Sunday, December 14, 2008

Living the life of Rải Ly

At least some of the readers of this blog assumed my six-week silence was a result of new teaching responsibilities falling on me like a collapsing pile of schoolbooks. Not so. The truth of the matter is that I often feel unreasonably guilty that my life has become so pressure-free. Unlike most of my colleagues, who are teaching 10 to 15 classes per week and thinking of taking on even more, I've been teaching just 3 to 5 classes per week and feeling dreamily content with my slacker's pace.

You might not think an Asian city of 3.5 million people would be a likely spot to bow out of the rat race, but that seems to be just what I've done. I have no mortgage and no car. I have no idea what the price of gasoline is. No bills or junk mail arrive in my mail box—I have no mail box. I never wake to an alarm clock. I can stay at the bar until closing time every night if I want to. Until AFTER closing time, in fact. (When closing time arrives, somebody pulls down the metal door so the bar will appear closed to any patrolling police truck, but the bartenders carry on behind locked doors as long as there are customers spending money.)

I eat in restaurants whenever I feel like it—it costs 5 dollars or less for a decent meal, 10 dollars for something special like veal piccata or sushi. For a change of pace I stay in, cook myself an omelet, and watch something on HBO. I do my own dishes, but the $475 I give my landlady each month includes housecleaning, laundry, broadband Internet, cable TV, and electricity. When my laundry basket gets full I set it at the bottom of the stairs and my clothes come back clean in a day or so. When a light bulb burns out, I mention it and I'm given a new one. When the landlady heard I was shopping for an area rug, she found one in a storeroom and set it outside my door.

For the first couple of months I got around town by xe buyt (bus-18 cents a ride) or by xe om (motorbike taxi-$1-$2 per ride). Now I'm pedaling around on an old bicycle Thanh loaned me (free ride-free exercise). I'm debating buying a motorbike, but as long as the weather stays cool and dry, I'm in no hurry.

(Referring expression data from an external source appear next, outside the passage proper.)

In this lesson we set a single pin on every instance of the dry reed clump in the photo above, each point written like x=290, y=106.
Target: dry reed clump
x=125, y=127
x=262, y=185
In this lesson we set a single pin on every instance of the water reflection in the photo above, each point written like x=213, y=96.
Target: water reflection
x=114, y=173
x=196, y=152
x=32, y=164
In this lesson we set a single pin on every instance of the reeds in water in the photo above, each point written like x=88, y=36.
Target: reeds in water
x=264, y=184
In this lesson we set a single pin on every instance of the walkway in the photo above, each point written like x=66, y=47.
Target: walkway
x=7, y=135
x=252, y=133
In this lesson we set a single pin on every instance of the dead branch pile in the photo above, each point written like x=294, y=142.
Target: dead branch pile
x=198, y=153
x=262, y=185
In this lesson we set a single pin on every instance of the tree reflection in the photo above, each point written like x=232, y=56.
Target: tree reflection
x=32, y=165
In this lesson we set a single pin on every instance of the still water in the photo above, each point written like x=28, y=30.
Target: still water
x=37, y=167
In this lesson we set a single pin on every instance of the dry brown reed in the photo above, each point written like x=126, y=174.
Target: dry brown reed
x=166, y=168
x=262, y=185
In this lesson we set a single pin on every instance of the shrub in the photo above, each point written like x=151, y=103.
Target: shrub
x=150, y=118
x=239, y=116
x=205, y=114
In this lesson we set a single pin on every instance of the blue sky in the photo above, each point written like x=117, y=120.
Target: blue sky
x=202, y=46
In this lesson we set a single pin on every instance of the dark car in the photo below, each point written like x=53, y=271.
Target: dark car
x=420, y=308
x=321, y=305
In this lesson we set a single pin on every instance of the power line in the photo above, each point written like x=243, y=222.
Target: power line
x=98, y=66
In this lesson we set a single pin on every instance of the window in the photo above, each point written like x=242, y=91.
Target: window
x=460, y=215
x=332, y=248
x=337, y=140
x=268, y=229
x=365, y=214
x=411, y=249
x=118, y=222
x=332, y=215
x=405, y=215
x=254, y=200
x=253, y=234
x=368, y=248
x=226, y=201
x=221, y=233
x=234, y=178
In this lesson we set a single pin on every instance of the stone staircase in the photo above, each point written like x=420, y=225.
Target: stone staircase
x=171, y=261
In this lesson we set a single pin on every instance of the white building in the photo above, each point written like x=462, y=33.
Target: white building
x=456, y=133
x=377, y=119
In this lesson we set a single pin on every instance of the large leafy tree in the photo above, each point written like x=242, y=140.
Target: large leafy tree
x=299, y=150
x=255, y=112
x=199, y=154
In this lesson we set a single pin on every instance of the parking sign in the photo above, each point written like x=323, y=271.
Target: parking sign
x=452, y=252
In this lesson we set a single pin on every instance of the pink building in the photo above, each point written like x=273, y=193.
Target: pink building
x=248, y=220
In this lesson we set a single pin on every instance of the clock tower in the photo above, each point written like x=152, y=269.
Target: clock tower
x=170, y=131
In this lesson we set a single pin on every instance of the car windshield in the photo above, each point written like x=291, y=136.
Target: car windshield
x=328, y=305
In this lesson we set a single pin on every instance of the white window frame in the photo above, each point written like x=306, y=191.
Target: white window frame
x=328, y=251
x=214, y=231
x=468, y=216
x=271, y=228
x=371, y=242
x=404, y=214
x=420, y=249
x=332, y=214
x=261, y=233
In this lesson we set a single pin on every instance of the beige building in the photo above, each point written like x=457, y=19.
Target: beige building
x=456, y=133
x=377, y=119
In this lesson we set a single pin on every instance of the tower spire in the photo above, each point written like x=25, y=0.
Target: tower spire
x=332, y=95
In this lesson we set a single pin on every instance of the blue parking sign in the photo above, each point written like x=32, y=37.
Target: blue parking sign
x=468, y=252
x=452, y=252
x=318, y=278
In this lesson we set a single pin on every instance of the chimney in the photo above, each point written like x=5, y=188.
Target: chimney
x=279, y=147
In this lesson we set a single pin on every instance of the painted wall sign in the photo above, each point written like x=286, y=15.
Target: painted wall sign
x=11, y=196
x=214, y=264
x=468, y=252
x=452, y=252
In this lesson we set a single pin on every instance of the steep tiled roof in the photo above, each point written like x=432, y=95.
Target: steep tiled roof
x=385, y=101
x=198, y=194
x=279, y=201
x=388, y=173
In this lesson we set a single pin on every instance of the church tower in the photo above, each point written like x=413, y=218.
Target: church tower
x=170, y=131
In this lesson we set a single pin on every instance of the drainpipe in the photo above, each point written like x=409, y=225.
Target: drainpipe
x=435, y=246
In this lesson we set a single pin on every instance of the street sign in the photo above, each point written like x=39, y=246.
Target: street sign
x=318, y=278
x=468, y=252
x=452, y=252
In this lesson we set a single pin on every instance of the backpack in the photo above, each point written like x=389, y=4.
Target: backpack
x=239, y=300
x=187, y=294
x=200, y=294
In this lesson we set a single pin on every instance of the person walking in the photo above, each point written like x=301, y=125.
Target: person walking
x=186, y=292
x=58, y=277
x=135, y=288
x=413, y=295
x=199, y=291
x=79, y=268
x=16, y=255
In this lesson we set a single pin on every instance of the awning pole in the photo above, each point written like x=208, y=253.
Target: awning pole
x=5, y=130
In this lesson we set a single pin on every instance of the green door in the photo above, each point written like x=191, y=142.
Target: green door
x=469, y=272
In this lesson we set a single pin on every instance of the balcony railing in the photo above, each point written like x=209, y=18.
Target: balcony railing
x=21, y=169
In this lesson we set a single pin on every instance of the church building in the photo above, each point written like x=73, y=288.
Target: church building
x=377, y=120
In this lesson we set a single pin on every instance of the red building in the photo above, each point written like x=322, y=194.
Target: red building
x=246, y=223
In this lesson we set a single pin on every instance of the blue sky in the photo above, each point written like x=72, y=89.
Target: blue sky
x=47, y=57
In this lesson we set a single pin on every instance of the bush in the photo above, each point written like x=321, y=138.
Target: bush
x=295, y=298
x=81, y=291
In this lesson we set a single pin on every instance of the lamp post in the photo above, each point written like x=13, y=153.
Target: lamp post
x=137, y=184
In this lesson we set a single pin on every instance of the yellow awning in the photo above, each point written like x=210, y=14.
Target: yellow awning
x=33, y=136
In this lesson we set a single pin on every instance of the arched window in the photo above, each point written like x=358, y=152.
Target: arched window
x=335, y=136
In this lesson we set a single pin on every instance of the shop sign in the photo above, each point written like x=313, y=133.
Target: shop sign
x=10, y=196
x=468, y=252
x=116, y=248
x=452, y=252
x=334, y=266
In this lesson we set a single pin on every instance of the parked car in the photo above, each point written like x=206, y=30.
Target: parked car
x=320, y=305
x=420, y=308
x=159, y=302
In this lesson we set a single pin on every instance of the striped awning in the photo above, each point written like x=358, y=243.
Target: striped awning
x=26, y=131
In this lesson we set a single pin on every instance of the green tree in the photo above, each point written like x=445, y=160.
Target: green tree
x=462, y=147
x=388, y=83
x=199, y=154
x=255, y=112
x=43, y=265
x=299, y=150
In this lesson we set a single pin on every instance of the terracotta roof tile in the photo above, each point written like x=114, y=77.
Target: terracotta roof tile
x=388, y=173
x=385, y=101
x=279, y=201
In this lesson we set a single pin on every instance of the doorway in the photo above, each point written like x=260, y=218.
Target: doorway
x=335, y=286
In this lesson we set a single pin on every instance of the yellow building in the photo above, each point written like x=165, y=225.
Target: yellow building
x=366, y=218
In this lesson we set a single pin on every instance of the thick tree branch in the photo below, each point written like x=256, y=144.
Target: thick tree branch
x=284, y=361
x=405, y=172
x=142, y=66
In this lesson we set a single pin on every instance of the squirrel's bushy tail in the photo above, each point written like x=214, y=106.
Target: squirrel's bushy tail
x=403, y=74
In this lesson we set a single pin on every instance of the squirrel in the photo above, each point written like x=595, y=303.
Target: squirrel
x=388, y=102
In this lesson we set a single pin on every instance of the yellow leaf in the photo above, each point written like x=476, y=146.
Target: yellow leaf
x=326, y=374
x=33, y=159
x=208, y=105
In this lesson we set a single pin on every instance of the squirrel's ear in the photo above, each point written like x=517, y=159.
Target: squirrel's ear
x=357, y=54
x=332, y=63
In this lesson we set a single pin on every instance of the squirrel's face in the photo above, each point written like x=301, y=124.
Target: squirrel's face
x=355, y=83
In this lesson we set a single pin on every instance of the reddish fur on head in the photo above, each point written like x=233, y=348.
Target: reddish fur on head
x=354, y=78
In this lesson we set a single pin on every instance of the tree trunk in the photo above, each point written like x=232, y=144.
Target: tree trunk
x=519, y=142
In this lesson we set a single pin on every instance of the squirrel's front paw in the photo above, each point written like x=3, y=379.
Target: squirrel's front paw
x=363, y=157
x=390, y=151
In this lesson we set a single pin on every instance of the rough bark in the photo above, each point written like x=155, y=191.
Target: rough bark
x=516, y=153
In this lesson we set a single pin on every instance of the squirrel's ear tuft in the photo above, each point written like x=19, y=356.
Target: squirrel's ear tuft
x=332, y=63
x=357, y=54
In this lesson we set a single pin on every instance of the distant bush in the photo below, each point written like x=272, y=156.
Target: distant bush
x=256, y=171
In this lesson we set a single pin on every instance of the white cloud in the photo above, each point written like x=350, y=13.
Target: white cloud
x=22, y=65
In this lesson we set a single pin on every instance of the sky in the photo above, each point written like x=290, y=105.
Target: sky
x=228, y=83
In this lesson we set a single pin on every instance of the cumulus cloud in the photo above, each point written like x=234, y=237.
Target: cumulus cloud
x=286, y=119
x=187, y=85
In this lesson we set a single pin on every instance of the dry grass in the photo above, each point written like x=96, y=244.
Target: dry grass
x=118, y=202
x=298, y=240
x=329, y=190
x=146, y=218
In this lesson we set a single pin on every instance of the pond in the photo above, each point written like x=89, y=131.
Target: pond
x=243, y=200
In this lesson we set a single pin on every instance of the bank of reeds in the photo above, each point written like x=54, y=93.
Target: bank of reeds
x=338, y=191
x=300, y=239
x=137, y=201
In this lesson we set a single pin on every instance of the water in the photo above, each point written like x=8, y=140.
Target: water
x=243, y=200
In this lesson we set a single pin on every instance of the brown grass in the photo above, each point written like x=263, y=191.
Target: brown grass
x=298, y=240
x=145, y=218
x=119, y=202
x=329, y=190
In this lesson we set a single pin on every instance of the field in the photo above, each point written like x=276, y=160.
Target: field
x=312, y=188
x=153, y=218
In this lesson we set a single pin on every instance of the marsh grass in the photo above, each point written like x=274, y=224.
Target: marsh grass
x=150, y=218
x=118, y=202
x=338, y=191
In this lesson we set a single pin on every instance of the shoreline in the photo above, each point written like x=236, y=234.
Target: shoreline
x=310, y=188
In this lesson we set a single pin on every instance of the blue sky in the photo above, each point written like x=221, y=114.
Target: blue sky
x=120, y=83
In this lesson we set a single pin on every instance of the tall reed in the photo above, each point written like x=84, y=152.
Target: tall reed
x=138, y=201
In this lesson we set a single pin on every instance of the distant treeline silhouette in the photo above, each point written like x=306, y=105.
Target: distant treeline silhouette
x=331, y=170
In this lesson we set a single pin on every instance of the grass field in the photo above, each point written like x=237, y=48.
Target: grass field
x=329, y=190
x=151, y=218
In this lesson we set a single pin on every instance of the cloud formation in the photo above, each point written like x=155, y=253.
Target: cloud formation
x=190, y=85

You see very few bikes in Hanoi with racing handlebars or derailleur gears. But the town is so flat and the streets so busy with motorbikes that you seldom find an opportunity to shift gears. It's probably just a matter of time before I get a hard knock or worse out there, but I've lost my initial apprehension and, far from cowering near the curb, find myself aggressively insisting on my share of the street, threading between cars slowed by a jam of motorbikes, pedaling upcurrent on one-way streets, and making left turns against oncoming traffic by drifting across the traffic well before the intersection and then drifting back to the right after rounding the corner. In other words, I'm driving my bicycle like any Hanoi schoolkid or their grandfather would. (Only faster. Because I'm bigger, the Vietnamese have a hard time keeping up with me.)

2 comments:

Fredbear said...

Sounds like the stuff of legend--Crazy American Racing His Bicycle on the Streets of Wintertime Hanoi in Shirtsleeves. Perhaps you could start a little xe om business on the side.

Unknown said...

LOL! So you're worrying that you may outlive us in the “real world” because your stress levels have fallen so low that they may actually be at the natural, prehistoric levels that the species evolved under? Sounds like a pretty good deal to me—especially since you don't even have the occasional sabre-toothed tiger to deal with that might turn you into a gourmet dining experience before old age does you in.